Krishna Ella, Geschäftsführer von Bharat Biotech, erklärte gegenüber der Agentur Reuters, das Unternehmen plane, im Jahr bis zu 300 Millionen Dosen der Impfung zu produzieren, wenn die klinischen Tests erfolgreich verliefen. Es hänge nun an den regulierenden Behörden: „Viele Länder nehmen die Abkürzung. Wenn Phase I und II erfolgreich sind, können die Behörden genehmigen, die Impfung auf den Markt zu lassen.“
Normalerweise dauert es Jahre, wenn nicht Jahrzehnte, bis klinische Tests abgeschlossen werden: Beim Dengue-Fieber etwa liefen sie von 1945 bis 2019, schrieb die „FAZ“. Im Zuge der Coronavirus-Pandemie allerdings legte die Testgeschwindigkeit zu. Bisher ist noch kein Covid-19-Impfstoff für den kommerziellen Einsatz zugelassen, aber über ein Dutzend von weltweit mehr als 100 Kandidaten werden am Menschen getestet. Nur ein Medikament davon, von Astra Zeneca und der Oxford-Universität, hatte allerdings bis zum 20. Juni Phase III der Tests erreicht.

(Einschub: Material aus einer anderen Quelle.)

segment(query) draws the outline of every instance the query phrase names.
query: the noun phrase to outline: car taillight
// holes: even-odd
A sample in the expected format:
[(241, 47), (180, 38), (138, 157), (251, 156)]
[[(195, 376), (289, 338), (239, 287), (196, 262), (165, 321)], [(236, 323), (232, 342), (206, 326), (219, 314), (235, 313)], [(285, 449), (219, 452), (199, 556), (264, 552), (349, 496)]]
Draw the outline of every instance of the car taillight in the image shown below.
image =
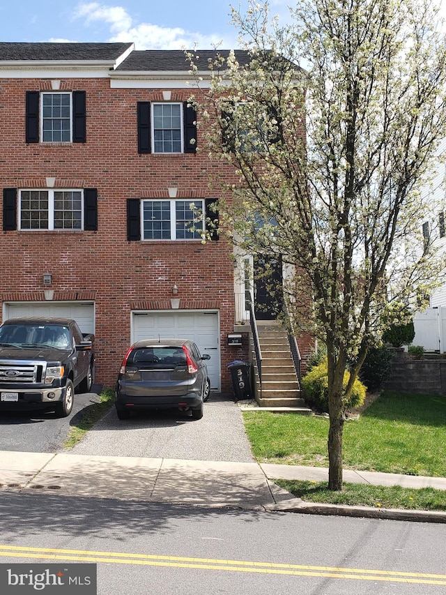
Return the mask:
[(124, 359), (123, 359), (123, 363), (121, 364), (121, 370), (120, 370), (121, 374), (125, 374), (125, 366), (127, 366), (127, 360), (128, 359), (129, 355), (132, 353), (132, 349), (133, 349), (133, 347), (132, 346), (131, 347), (130, 347), (130, 349), (128, 349), (128, 351), (127, 352), (127, 353), (124, 356)]
[(186, 354), (186, 363), (187, 364), (187, 372), (190, 374), (195, 374), (196, 372), (198, 372), (198, 368), (194, 363), (194, 360), (190, 356), (190, 354), (187, 351), (187, 347), (183, 347), (183, 351)]

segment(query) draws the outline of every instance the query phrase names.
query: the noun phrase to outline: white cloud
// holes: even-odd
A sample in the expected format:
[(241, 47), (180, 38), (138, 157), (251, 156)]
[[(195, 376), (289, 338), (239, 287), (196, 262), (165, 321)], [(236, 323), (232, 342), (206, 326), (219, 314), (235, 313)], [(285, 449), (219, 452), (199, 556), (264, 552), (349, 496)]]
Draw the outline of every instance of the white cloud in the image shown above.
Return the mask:
[(206, 35), (186, 31), (181, 27), (162, 27), (153, 23), (134, 23), (133, 19), (122, 6), (108, 6), (98, 2), (79, 4), (75, 18), (82, 19), (87, 24), (99, 22), (109, 27), (112, 42), (132, 41), (137, 50), (181, 50), (199, 47), (233, 47), (234, 40), (224, 40), (217, 34)]

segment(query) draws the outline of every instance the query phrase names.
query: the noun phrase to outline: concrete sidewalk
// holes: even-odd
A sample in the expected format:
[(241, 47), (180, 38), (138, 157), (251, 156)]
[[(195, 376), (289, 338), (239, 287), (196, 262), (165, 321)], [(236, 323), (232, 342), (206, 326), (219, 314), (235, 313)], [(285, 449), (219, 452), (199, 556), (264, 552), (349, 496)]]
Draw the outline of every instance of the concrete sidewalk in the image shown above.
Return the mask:
[[(8, 491), (446, 522), (446, 512), (303, 502), (273, 483), (277, 479), (321, 481), (328, 476), (326, 469), (256, 462), (0, 451), (0, 488)], [(446, 490), (445, 478), (346, 470), (344, 479)]]

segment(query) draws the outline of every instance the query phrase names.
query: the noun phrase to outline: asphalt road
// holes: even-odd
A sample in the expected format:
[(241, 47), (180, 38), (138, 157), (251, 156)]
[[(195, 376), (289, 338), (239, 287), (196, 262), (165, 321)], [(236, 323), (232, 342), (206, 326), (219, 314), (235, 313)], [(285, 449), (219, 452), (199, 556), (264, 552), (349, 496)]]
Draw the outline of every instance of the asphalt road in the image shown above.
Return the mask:
[(132, 414), (118, 420), (114, 407), (70, 452), (101, 456), (252, 462), (242, 414), (233, 398), (211, 393), (201, 419), (178, 412)]
[(431, 523), (0, 492), (0, 563), (97, 564), (98, 595), (440, 595), (445, 540)]

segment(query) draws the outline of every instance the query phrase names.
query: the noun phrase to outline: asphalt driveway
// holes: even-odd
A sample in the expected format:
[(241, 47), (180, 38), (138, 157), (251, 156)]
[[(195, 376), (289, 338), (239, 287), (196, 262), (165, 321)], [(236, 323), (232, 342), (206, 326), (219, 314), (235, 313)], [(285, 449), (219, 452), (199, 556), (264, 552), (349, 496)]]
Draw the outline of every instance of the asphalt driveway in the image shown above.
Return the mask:
[(240, 407), (231, 395), (211, 393), (201, 419), (177, 412), (133, 414), (114, 407), (70, 450), (76, 455), (252, 462)]

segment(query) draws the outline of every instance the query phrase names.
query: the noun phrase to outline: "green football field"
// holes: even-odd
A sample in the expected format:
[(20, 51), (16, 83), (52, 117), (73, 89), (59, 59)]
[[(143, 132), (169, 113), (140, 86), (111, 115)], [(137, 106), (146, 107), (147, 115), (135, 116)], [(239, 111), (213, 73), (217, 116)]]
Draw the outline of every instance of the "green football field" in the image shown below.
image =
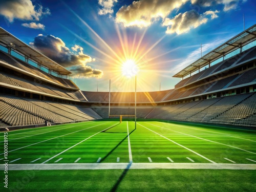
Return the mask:
[(1, 191), (256, 191), (249, 128), (88, 121), (9, 132), (5, 156), (0, 134)]

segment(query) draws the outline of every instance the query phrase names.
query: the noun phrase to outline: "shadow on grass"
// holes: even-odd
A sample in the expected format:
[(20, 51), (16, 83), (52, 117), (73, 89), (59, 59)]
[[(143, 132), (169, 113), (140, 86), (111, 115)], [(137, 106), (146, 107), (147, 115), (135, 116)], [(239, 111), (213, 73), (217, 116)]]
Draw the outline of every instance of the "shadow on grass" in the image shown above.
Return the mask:
[(121, 144), (121, 143), (123, 142), (123, 141), (124, 141), (124, 140), (126, 139), (126, 138), (127, 138), (128, 137), (128, 136), (129, 136), (129, 135), (130, 135), (132, 134), (132, 133), (133, 133), (134, 131), (135, 131), (135, 129), (133, 130), (133, 131), (132, 131), (130, 133), (129, 133), (129, 135), (127, 135), (125, 136), (125, 137), (124, 137), (123, 139), (122, 139), (122, 140), (121, 140), (120, 142), (119, 142), (119, 143), (118, 144), (117, 144), (117, 145), (116, 145), (116, 146), (115, 147), (114, 147), (113, 148), (112, 148), (112, 150), (110, 152), (109, 152), (108, 153), (108, 154), (106, 154), (106, 155), (105, 156), (105, 157), (104, 157), (103, 158), (102, 158), (101, 159), (101, 160), (100, 161), (101, 161), (101, 162), (102, 162), (102, 161), (104, 161), (104, 160), (105, 160), (105, 159), (106, 159), (108, 157), (109, 157), (109, 155), (110, 155), (110, 154), (111, 154), (112, 153), (112, 152), (114, 152), (114, 151), (116, 150), (116, 148), (117, 148), (118, 147), (118, 146), (119, 146), (119, 145), (120, 145), (120, 144)]
[(110, 190), (110, 191), (114, 192), (116, 190), (116, 189), (117, 189), (117, 187), (118, 187), (118, 186), (119, 185), (120, 183), (121, 183), (121, 181), (122, 181), (123, 179), (124, 178), (125, 175), (127, 174), (128, 170), (129, 170), (130, 167), (131, 167), (131, 166), (132, 166), (132, 162), (130, 162), (128, 164), (128, 165), (127, 165), (127, 167), (123, 170), (123, 173), (122, 173), (122, 174), (119, 177), (119, 178), (118, 178), (118, 180), (116, 181), (115, 185), (113, 186), (111, 190)]

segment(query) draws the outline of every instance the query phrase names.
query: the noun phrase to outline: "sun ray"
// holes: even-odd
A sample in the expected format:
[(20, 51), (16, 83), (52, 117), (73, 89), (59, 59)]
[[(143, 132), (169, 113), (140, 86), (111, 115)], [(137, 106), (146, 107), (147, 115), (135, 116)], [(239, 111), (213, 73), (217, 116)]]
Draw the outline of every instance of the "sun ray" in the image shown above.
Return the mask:
[(73, 34), (74, 36), (75, 36), (76, 37), (77, 37), (78, 38), (79, 38), (80, 40), (81, 40), (81, 41), (83, 41), (84, 42), (85, 42), (86, 44), (88, 45), (89, 46), (90, 46), (91, 47), (92, 47), (92, 48), (94, 49), (95, 50), (98, 51), (99, 52), (100, 52), (100, 53), (102, 54), (103, 55), (106, 56), (106, 57), (109, 57), (109, 58), (112, 59), (113, 60), (115, 61), (115, 62), (119, 62), (119, 61), (114, 59), (114, 58), (113, 58), (112, 57), (110, 56), (109, 55), (105, 53), (104, 52), (103, 52), (102, 51), (101, 51), (101, 50), (100, 50), (99, 49), (97, 48), (97, 47), (96, 47), (95, 46), (94, 46), (94, 45), (93, 45), (92, 44), (91, 44), (91, 43), (90, 43), (89, 42), (87, 41), (86, 40), (84, 39), (83, 38), (81, 37), (80, 36), (79, 36), (78, 35), (77, 35), (76, 33), (74, 33), (72, 31), (70, 30), (69, 29), (67, 28), (67, 27), (66, 27), (65, 26), (63, 26), (61, 24), (60, 24), (62, 27), (63, 27), (65, 29), (66, 29), (67, 30), (68, 30), (70, 33)]
[(87, 26), (90, 30), (93, 32), (93, 33), (96, 36), (99, 40), (109, 49), (109, 50), (113, 53), (116, 57), (117, 57), (120, 61), (122, 61), (122, 59), (120, 57), (116, 54), (116, 53), (110, 47), (110, 46), (87, 23), (82, 19), (76, 12), (75, 12), (71, 8), (70, 8), (67, 4), (66, 4), (64, 2), (62, 2), (65, 6), (68, 8), (70, 10), (70, 11), (78, 18), (86, 26)]
[(138, 52), (138, 51), (139, 50), (139, 48), (140, 47), (140, 45), (141, 44), (141, 42), (142, 42), (142, 40), (144, 38), (144, 36), (145, 36), (145, 34), (146, 34), (146, 32), (147, 31), (147, 28), (145, 28), (145, 30), (144, 30), (144, 32), (140, 37), (140, 40), (139, 40), (139, 42), (138, 44), (138, 45), (137, 46), (136, 50), (135, 50), (135, 52), (134, 53), (134, 54), (133, 55), (132, 57), (132, 59), (137, 60), (135, 59), (136, 56), (137, 55), (137, 53)]

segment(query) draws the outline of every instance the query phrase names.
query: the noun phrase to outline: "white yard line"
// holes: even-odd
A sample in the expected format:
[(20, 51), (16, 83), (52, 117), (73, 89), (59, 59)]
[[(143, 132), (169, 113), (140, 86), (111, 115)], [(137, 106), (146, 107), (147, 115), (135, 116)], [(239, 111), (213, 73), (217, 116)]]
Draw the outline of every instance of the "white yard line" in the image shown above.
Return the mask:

„Das ist schlicht unmöglich“
Entsprechend kommentierte Kiran Mazumdar Shaw, Gründerin und Chefin des indischen Biotech-Unternehmens Biocon, die Pläne der Regierung: „Es ist schlicht unmöglich, die Phasen I bis III einer Covid-19-Impfung in sechs Wochen zu komplettieren.“
Ein Scheitern wäre für Delhi nach dem rapiden Anstieg der Infiziertenzahl – der wohl der Öffnungspolitik des Landes zuzuschreiben ist – ein neuer schwerer Rückschlag. Während des strikten „Lock-down“ ab März waren Millionen Inder und Inderinnen arbeitslos geworden und wussten nicht mehr, wie sie ihren Lebensunterhalt bestreiten sollten. Im Laufe des Mai entschloss sich die Regierung zu einer Lockerung der Bestimmungen, um noch mehr wirtschaftlichen Schaden abzuwenden.
Der Schritt wurde von Beginn an kritisiert, großteils aber auch als alternativlos angesehen. Am Montag hätten auch zahlreiche Touristenattraktionen wie das Taj Mahal in Agra wieder öffnen sollen, angesichts der prekären Lage, machte die Regierung aber einen Rückzieher. Bis wann die verlängerte Sperre gelten soll, ist unklar.